Esse momento de criação do personagem tem um efeito tão grande no sentido de a Zia ser vista como alguém realmente agradável, que toda a dificuldade que a narração cria acaba sendo superável. E é incrível como é raro esse fenômeno de usar a música para estreitar a relação do jogador com certos personagens. Além desse incrível momento em Bastion, eu consigo lembrar apenas de uma cena em Bioshock Infinite, em que a Elizabeth canta. Se alguém lembrar de mais algum momento, por favor, deixe nos comentários.

É muito comum a gente ver jogos que se esforçam ao máximo para criar personagens que possam ser cativantes de fato, mas sempre focando no roteiro e, principalmente, no visual. São inúmeros os jogos que deixam muito claro que os personagens foram concebidos visualmente de certo jeito para que o jogador sentisse admiração por eles, ou então que sentisse atração por eles.

É muito raro ver personagens que são construídos graças à sua voz, ou à trilha sonora que os acompanha. E isso é até algo bem estranho, já que é bem sabido que o poder da música sobre a mente humana é incrível e que ela pode influenciar, de diversas formas, os nossos sentimentos.
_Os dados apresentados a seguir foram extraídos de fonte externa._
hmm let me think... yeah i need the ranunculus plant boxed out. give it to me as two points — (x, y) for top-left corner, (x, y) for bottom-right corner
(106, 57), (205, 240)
Felizmente, a equipe responsável por Bastion sabia disso e criou um personagem extremamente memorável e com quem o jogador realmente se importa, e tudo isso graças a uma música. Eu acabei me importando tanto, que posso dizer que foi ela quem me influenciou na hora de escolher o final do jogo.

E, falando em final, é preciso dizer que a história do jogo, em termos gerais, é bem interessante, e que faz uma rica discussão sobre a relação do indivíduo com o resto do mundo quando não se está exatamente feliz com a realidade. Os personagens de Bastion experimentaram mudanças muito grandes em suas vidas após a Calamidade – algumas para melhor, outras, para pior.

Em grande medida, o final do jogo permite que o jogador escolha o que fazer com um mundo que trata as pessoas de forma hostil – será que é melhor tentar apagar os erros do passado ou simplesmente tentar viver para além deles? É uma pergunta muito interessante e que o jogo reflete bem nos próprios personagens e na sua relação com o mundo.

E o jogo permite que o jogador escolha uma última vez – como ele foi capaz de determinar muito do seu progresso durante o jogo. É o capítulo final no respeito do jogo às decisões do jogador, que começa com a customização e passa pelo narrador. No final, o jogo pede que o jogador dê um sentido à jornada que viveu.

E era isso que eu queria dizer sobre Bastion. Ele é um jogo que dá muito poder de escolha ao jogador, e faz com que ele se sinta realmente parte da história até nos mais mínimos detalhes, o que é algo incrível de sentir a cada minuto da experiência. Além disso, é um jogo que busca caracterizar os personagens de forma não convencional, o que é uma importante lição para a nossa indústria, tão apegada a modelos.